Jean baggy, basket, crane rasé. La prose, la plume. Cette année là, Oxmo Puccino délivre Opera Puccino. Nous sommes en avril 1998 à Paris. Avant la Coupe du Monde remportée à domicile, la capitale et la France seront témoins du talent d’un de ses rejetons.
À la fin des années 90′, le rap français n’en est pas à ses premiers balbutiements, IAM est dans un fauteuil puisque l’École du Micro d’Argent est sorti un an plus tôt. Première Consultation ( 1998), premier-né de Doc Gynéco, a su rencontrer son public.
Le jeune Abdoulaye aka Oxmo Puccino voit la fin du collectif Time Bomb, qui comprenait les deux compères de Lunatic (Booba et Ali), Ill ( X-Men) ou encore Pit Baccardi. La formation francilienne est à l’origine du freestyle qui remua la scène toute entière Les bidons veulent le guidon en 1996. Des cendres de cette fin prématurée jaillira, Opera Puccino.
DJ Mars et DJ Sek, le premier membre de Time Bomb, le second, son fondateur, sont les producteurs inspirés et quasi-visionnaires qui ont concocté avec Oxmo cet album qui sera un classique.
Le style
L’album s’ouvre avec Visions de Vie et le prêche du pasteur noir du film Mississippi Burning.
»Pour naître de ma mère, j’ai pas attendu l’autre
Moi j’suis ma propre poutre, je m’soutiens seul, rien à foutre » s’exclame Puccino.
On retrouve une écriture lucide et imagée, à mi-chemin entre fiction et réalité. Une fiction quasi cinématographique, comme sur le morceau Hitman où le MC tisse le fil de l’histoire du Black Mafioso qu’il incarne.
Oxmo se démarque avec son ton posé, presque » parlé » parfois, qui prend vie grâce aux rimes.
Peu de rappeurs racontent la tristesse et la solitude comme celui que l’on nomme le Black Jacques Brel . L’enfant seul en est l’exemple. Ce morceau concentre à lui seul une bonne partie des éloges concernant le disque. Le spleen du rappeur séduit, et bien plus encore.
En tant que jeune mec de banlieue, les textes d’Oxmo Puccino sont teintés par son vécu, cette existence de jeune homme noir en France. Un titre comme Qui peut le nier raconte à merveille ces histoires, les différentes divisions qui existent au sein de notre société, qu’elles soient sociales ou ethniques. Textes intemporels qui frappent encore par leur pertinence.

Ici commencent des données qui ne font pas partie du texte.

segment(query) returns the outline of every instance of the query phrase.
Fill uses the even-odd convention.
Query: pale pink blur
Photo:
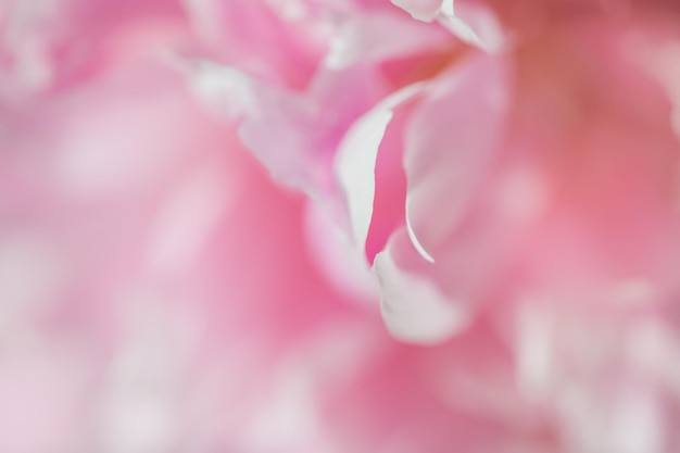
[[[0,1],[0,452],[680,448],[673,1]]]

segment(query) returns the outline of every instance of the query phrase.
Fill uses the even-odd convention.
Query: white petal
[[[469,316],[464,304],[446,298],[426,276],[400,267],[394,251],[404,242],[408,244],[406,236],[403,229],[396,232],[387,250],[376,256],[382,318],[390,334],[401,341],[441,343],[467,326]]]
[[[336,172],[347,197],[352,235],[360,250],[366,244],[373,217],[378,149],[392,119],[393,110],[424,88],[425,84],[414,84],[389,96],[358,118],[340,143]]]

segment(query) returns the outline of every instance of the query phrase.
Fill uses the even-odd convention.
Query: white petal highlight
[[[336,174],[347,198],[352,236],[360,250],[366,244],[373,218],[378,149],[392,119],[393,110],[424,88],[425,84],[414,84],[389,96],[358,118],[340,143]]]
[[[400,267],[394,251],[404,242],[408,238],[402,229],[387,250],[378,253],[374,265],[382,290],[380,309],[386,327],[404,342],[444,342],[468,325],[469,316],[463,304],[448,299],[431,280]]]

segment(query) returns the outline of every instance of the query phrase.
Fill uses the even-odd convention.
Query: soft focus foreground
[[[0,0],[0,452],[679,451],[679,30]]]

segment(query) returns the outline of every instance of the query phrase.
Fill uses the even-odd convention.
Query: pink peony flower
[[[680,11],[392,3],[0,4],[0,451],[678,450]]]
[[[491,326],[549,451],[672,451],[680,12],[386,3],[328,8],[306,86],[223,70],[244,144],[365,255],[395,338]]]

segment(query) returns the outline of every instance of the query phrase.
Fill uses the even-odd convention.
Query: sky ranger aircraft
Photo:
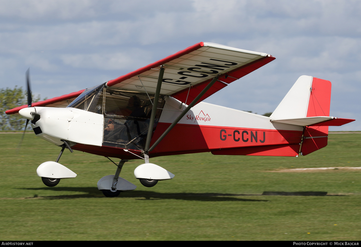
[[[201,42],[105,83],[36,103],[28,72],[27,105],[6,113],[18,113],[36,136],[61,147],[56,161],[37,169],[46,185],[76,176],[58,163],[67,148],[120,159],[115,175],[97,183],[105,196],[116,197],[136,188],[119,176],[129,159],[144,160],[134,175],[152,187],[174,175],[150,158],[202,152],[297,157],[326,146],[328,126],[354,120],[329,116],[331,83],[306,75],[269,117],[201,102],[275,59]]]

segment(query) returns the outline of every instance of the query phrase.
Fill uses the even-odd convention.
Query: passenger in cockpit
[[[140,100],[135,95],[129,98],[126,108],[117,110],[115,113],[118,116],[143,118],[147,117]],[[130,119],[123,124],[109,119],[106,127],[104,129],[104,140],[112,142],[123,141],[127,142],[137,136],[144,134],[144,132],[146,132],[147,129],[147,124],[144,121]]]

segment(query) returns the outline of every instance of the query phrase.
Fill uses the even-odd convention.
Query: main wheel
[[[140,178],[139,181],[140,183],[146,187],[152,187],[157,184],[158,181],[156,179],[147,179],[146,178]]]
[[[60,181],[60,179],[42,177],[42,180],[44,184],[47,186],[49,187],[53,187],[59,183],[59,182]]]
[[[116,197],[120,194],[120,190],[101,190],[103,194],[107,197]]]

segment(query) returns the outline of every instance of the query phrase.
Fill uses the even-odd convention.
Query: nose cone
[[[29,120],[34,120],[35,113],[35,108],[34,107],[27,107],[19,111],[19,114]]]

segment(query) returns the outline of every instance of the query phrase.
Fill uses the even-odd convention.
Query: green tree
[[[18,114],[7,115],[6,110],[12,109],[27,103],[27,93],[22,87],[15,86],[14,89],[6,88],[0,88],[0,130],[22,130],[26,120]],[[33,97],[34,102],[40,100],[40,95],[36,98]],[[29,125],[30,126],[30,125]]]

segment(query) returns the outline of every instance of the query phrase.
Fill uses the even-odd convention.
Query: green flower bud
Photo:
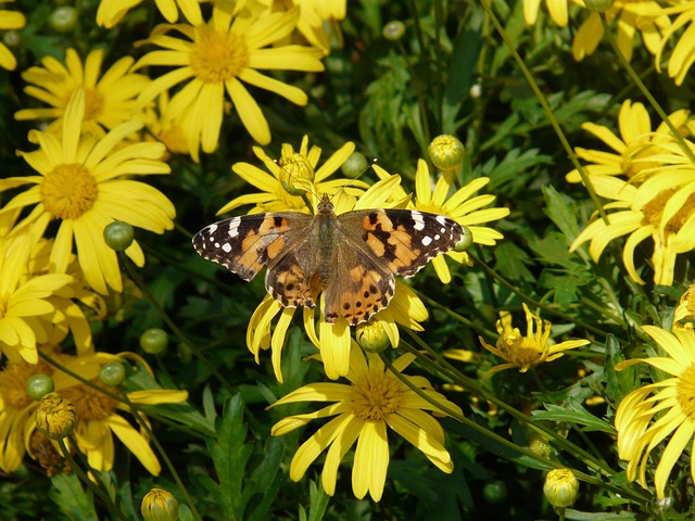
[[[116,252],[125,252],[134,240],[135,230],[128,223],[116,220],[104,228],[104,241]]]
[[[160,328],[148,329],[140,336],[140,347],[150,355],[160,355],[166,351],[169,339]]]
[[[54,389],[55,384],[53,383],[53,379],[42,372],[30,376],[26,381],[26,393],[36,402],[47,394],[52,393]]]

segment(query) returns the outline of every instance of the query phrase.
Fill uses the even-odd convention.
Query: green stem
[[[488,17],[495,26],[495,29],[502,37],[503,41],[507,46],[509,53],[511,54],[514,60],[517,62],[517,65],[521,69],[521,74],[523,74],[523,76],[526,77],[526,80],[529,82],[529,86],[531,87],[531,90],[533,90],[533,93],[535,94],[535,98],[539,100],[539,103],[541,103],[541,106],[543,107],[543,112],[545,112],[545,115],[547,116],[548,122],[553,127],[553,130],[555,130],[555,134],[560,140],[560,143],[563,144],[563,148],[567,152],[569,160],[572,162],[572,165],[574,165],[574,168],[577,168],[577,171],[579,171],[579,175],[582,178],[582,182],[584,183],[584,186],[586,187],[586,191],[589,192],[589,196],[591,198],[594,205],[596,206],[598,214],[601,215],[601,218],[608,225],[609,224],[608,216],[604,211],[603,204],[601,204],[601,201],[598,201],[598,195],[596,195],[596,191],[594,190],[594,186],[592,185],[591,179],[584,171],[584,168],[582,167],[582,165],[579,163],[579,158],[574,154],[574,151],[572,150],[572,147],[569,144],[569,141],[565,136],[565,132],[563,131],[559,123],[555,118],[555,115],[553,114],[553,110],[551,109],[551,105],[548,105],[547,101],[545,100],[545,96],[543,94],[540,87],[535,82],[535,79],[533,79],[533,75],[531,74],[529,68],[526,66],[526,63],[523,63],[523,60],[517,52],[517,49],[514,46],[514,42],[509,40],[507,33],[504,30],[504,27],[500,23],[500,20],[497,18],[494,11],[492,10],[490,2],[491,0],[482,0],[480,3],[482,8],[485,10]]]
[[[195,357],[203,363],[203,365],[207,368],[211,374],[213,374],[217,379],[217,381],[219,381],[219,383],[229,391],[230,394],[233,394],[233,390],[231,389],[231,385],[227,382],[225,377],[223,377],[223,374],[217,370],[217,368],[213,365],[213,363],[210,361],[207,357],[205,357],[205,355],[203,355],[203,352],[199,350],[198,346],[193,344],[193,342],[191,342],[186,334],[184,334],[184,332],[178,328],[178,326],[176,326],[174,320],[169,318],[169,316],[166,314],[164,308],[160,306],[160,303],[156,302],[156,298],[154,298],[154,295],[150,292],[147,284],[142,281],[137,270],[132,266],[132,263],[125,255],[125,253],[118,252],[118,257],[121,258],[121,263],[123,264],[123,266],[126,268],[126,271],[128,272],[128,277],[130,278],[130,280],[135,282],[138,289],[146,296],[146,298],[150,301],[150,304],[152,305],[154,310],[162,318],[164,323],[168,326],[172,332],[174,332],[174,334],[179,340],[179,342],[181,342],[189,350],[191,350],[191,353],[193,353],[193,355],[195,355]]]
[[[89,478],[89,475],[87,475],[87,473],[81,469],[81,467],[77,465],[77,461],[75,460],[75,458],[73,458],[73,455],[70,453],[67,445],[65,445],[65,441],[58,440],[56,442],[58,442],[58,446],[60,447],[61,455],[70,462],[71,469],[73,469],[73,472],[75,472],[77,478],[79,478],[79,480],[83,483],[85,483],[85,485],[87,485],[87,488],[89,488],[92,493],[94,493],[94,495],[97,495],[102,501],[104,501],[110,513],[116,516],[122,521],[128,521],[128,518],[125,516],[125,513],[121,511],[118,506],[113,501],[111,496],[106,493],[105,487],[103,486],[101,479],[99,478],[99,472],[94,471],[93,469],[90,469],[91,474],[94,476],[94,481],[97,481],[100,485],[100,486],[97,486],[97,484]],[[73,445],[75,447],[78,446],[75,440],[73,440]]]
[[[691,163],[695,164],[695,154],[685,142],[685,139],[683,139],[683,136],[681,136],[681,134],[678,131],[678,128],[675,128],[673,123],[671,123],[671,119],[666,114],[666,111],[661,109],[661,105],[659,104],[659,102],[656,101],[656,98],[654,98],[654,96],[652,96],[652,92],[649,92],[649,89],[647,89],[647,87],[644,85],[644,81],[642,81],[642,78],[640,78],[640,75],[634,71],[634,68],[632,68],[632,65],[630,65],[630,62],[628,62],[628,60],[626,60],[626,56],[622,55],[622,52],[620,52],[620,48],[618,47],[616,39],[610,33],[610,27],[608,27],[606,13],[601,13],[601,23],[604,27],[604,35],[608,40],[608,43],[610,43],[610,47],[612,47],[614,52],[618,56],[618,61],[620,62],[620,65],[622,66],[622,68],[626,69],[626,72],[628,73],[628,76],[630,76],[630,79],[634,81],[634,85],[637,86],[637,89],[640,89],[640,92],[642,92],[642,96],[644,96],[647,99],[647,101],[654,107],[654,110],[659,115],[661,120],[666,123],[667,127],[669,127],[669,130],[673,135],[673,138],[681,145],[683,153],[687,156]]]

Le MC est tantôt, observateur, sociologue, anthropologue quelque fois même.
Les références abondent, rimes homophones et homographes s’enchaînent avec adresse tout au long de l’album. Lino, Freeman, Akhenaton, le Rat Luciano, Pit Baccardi ou encore la chanteuse K-Reen se partagent les featurings sur cet opus.
Soixante-huit minutes, dix-huit titres plus tard, l’auditeur prend une claque. Le public et la critique sont dithyrambiques, Opera Puccino est un classique.
Temple de la renommée
La scène rap est unanime et les lauriers pleuvent sur Oxmo, qui a conquis au delà des frontières du rap. Opera Puccino est un album qui sacralisera le statut du MC. Il devra cependant attendre 2006 pour voir l’opus devenir disque d’or. Opera Puccino ne semble être imputrescible, à l’épreuve du temps et cela malgré l’évolution qu’a connu cet art.
En 2018, l’album fut réédité pour ses vingt ans: »Un artiste qui ne s’ouvre pas est un artiste qui va être remplacé. C’est pour ça que je suis encore là » déclare l’artiste. Une édition remasterisée qui remet au goût du jour ce classique.